Девочка со спичками

22
18
20
22
24
26
28
30

Туман

Лязг железного окошка одиночки будил не хуже ведра холодной воды.

– Соколов, бля! Вставай, посетитель к тебе.

Он вскочил и судорожно ощупал себя в свете люминесцентных ламп, которые гудели и не гасли никогда, даже ночью.

А существуют ли все еще день и ночь при таких раскладах?

– Резче давай.

Он натянул носки и кроссовки и поспешно встал спиной к двери. Из-под нее доносился знакомый звук: старинная французская песня, которую охранники каждый раз включали, когда пора было выходить на прогулку. Песня означала, что Соколов обязан повернуться спиной к двери, сцепить руки в замок и дождаться, пока его выведут наружу.

Non! Rien de rien…Non! Je ne regrette rien…Ni le bien qu’on m’a fait,Ni le mal tout ça m’est bien égal! [5]

Он идет по коридору и жадно шарит глазами по сторонам.
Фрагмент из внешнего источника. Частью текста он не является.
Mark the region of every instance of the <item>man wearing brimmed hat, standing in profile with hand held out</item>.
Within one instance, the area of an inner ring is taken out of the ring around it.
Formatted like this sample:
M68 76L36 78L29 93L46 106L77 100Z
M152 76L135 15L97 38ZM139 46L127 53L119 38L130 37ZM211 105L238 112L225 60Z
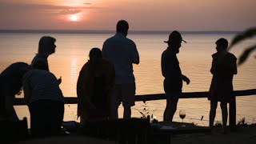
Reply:
M166 92L166 110L163 115L164 122L172 122L177 110L178 98L182 96L182 80L188 85L190 79L182 74L176 54L182 46L182 35L174 30L169 35L167 49L162 53L161 67L164 79L164 90Z

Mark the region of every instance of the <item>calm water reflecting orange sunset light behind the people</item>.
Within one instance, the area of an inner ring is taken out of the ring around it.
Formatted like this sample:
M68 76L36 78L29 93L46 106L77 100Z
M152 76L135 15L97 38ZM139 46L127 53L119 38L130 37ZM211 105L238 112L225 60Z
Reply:
M0 33L0 72L13 62L30 63L38 50L38 40L43 35L50 35L57 39L56 53L50 55L50 71L57 78L62 76L60 85L65 97L76 97L76 83L79 71L88 60L91 48L102 48L102 43L113 34L24 34L24 33ZM218 38L230 39L234 34L182 34L187 43L182 43L178 59L182 73L190 78L190 85L184 83L184 92L209 90L211 54L215 53L214 42ZM134 40L140 54L140 64L134 66L137 94L162 94L163 77L161 73L161 54L166 50L168 34L129 34L128 38ZM231 52L237 57L243 48L255 42L255 39L247 40L235 46ZM234 76L234 90L246 90L256 88L256 61L250 57L242 66L238 67L238 74ZM17 96L22 97L22 96ZM158 120L162 120L165 100L147 102L150 114ZM65 121L76 119L76 105L66 105ZM19 118L30 117L27 106L15 106ZM140 117L138 110L143 109L142 102L136 102L132 108L132 116ZM210 102L206 98L180 99L178 110L186 110L184 122L194 122L198 125L208 125ZM174 115L174 121L181 122L178 110ZM204 116L203 121L200 119ZM119 107L119 117L122 118L122 106ZM246 122L256 122L256 97L237 98L237 120L245 117ZM221 110L218 106L216 121L221 121Z

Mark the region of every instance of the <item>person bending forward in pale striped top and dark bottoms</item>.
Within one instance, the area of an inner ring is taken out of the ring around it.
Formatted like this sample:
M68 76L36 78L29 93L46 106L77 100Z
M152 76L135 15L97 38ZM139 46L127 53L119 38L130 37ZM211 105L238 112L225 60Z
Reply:
M54 74L44 62L34 62L33 70L22 78L24 98L30 110L30 130L35 137L58 134L64 114L64 98Z

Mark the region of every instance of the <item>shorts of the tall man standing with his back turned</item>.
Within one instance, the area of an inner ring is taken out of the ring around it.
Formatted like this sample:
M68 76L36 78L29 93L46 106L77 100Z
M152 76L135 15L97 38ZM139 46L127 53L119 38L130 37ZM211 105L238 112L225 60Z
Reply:
M122 102L122 106L130 107L135 105L135 82L116 84L114 87L114 93L112 102L115 106L119 106Z

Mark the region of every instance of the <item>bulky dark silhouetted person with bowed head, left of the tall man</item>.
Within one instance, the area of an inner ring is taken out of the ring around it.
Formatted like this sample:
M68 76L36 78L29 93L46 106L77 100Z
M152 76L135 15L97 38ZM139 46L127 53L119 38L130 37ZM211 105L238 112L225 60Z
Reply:
M98 48L90 50L89 57L82 66L77 84L80 122L108 118L114 89L114 66L102 59L102 51Z

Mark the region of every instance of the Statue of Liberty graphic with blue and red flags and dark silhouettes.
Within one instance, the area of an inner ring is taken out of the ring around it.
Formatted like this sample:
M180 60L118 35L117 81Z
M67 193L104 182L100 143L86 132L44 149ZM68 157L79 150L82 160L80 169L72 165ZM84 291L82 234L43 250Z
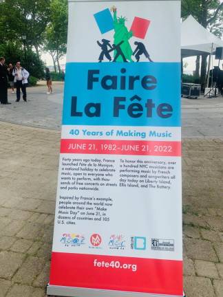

Выйти из камеры – роскошь, очень важно запомнить все хорошенько, чтобы потом перебирать в голове, пытаясь не сойти с ума. Вот они, стены, прекрасные зеленые стены, немного обшарпанные. На полу крошки от батона, желтенькие, слева кто-то орет непотребное в драке – там камера на четверых, вот повезло дуракам, они даже не понимают, насколько; вот пост, там переговариваются полицейские, слышен смех и – внезапно – его фамилия. Игорь поднимает голову, обрадованный, но его тут же толкают в спину, и он торопливо идет дальше, вдыхая и выдыхая тюремный воздух, воздух усталый и спертый, пропитанный по́том испуга и томительным ожиданием; воздух, который никогда не попадет в паруса маленькой яхты и не растреплет копну женских волос, не ворвется в окна красного автомобиля на побережье Ниццы, не выскочит из-под пробки нагретого солнцем и рвущегося наружу шампанского; не наполнит грудь клокотанием горных потоков, не осядет брызгами моря на загорелой переносице – нет, здешний воздух живет только в тесноте тоннеля, по которому следует ходить туда и обратно, изо дня в день. Воздух спресованный, тугой и жесткий, как цифры невидимых часов, что тикают только в голове, – настоящих часов тут не допросишься. И часы эти отсчитывают время до приговора, который здесь, в СИЗО для особо опасных, равносилен смерти.

Французская мелодия все еще играла, когда Игорь сел на железный стул и положил руки на стол.

В комнате для свиданий сидела его мать.

Стены тут же раскинулись, упали наружу, как картонная коробка из-под торта; пространство словно наполнилось солнцем и ветром; на узком тюремном столе появились воображаемые чашки и блюдца, а посередине – тонкая молодая роза в стеклянной бутыли – темно-красная, несмелая, только-только приоткрывшая лепестки вытянутого бутона.

Игорь попытался заглянуть в черешневую глубину глаз Арины. Губы, зажатые тисками вины, склеились намертво.

– Что ты натворил.

Шепот не угрожал, не упрекал – он констатировал факт. Он таял в гуле вездесущих люминесцентных ламп, и их Игорю предстояло слушать теперь всегда.

Шепот был слишком оттуда, с воли, из того мира, который Игорь навсегда потерял.

Арина – балерина из сказки, балерина из картона с сияющей зеркальной блесткой на плече, белоснежная и идеально прямая, в каком-то старомодном серебристом пиджаке с подплечниками, которые делали ее шею и головку с собранными в дульку волосами еще более хрупкими, – она даже не прикасалась к столу, на который тяжело опирался Игорь.

– Пожалуйста, посмотри на меня.

Мать молчала.

Она явно пыталась вернуться – в те времена, когда сидящий напротив человек еще был ее сыном. Арина упорно не смотрела на него, на его тело, истощенное от бесконечного Дня сурка в СИЗО, на короткий ежик волос, которые чужие люди обрили под корень. Она всеми силами рвалась в прошлое – но ей мешал этот долговязый парень, торчащий за столом, как каланча, как бельмо на глазу, как репей, приставший к одежде.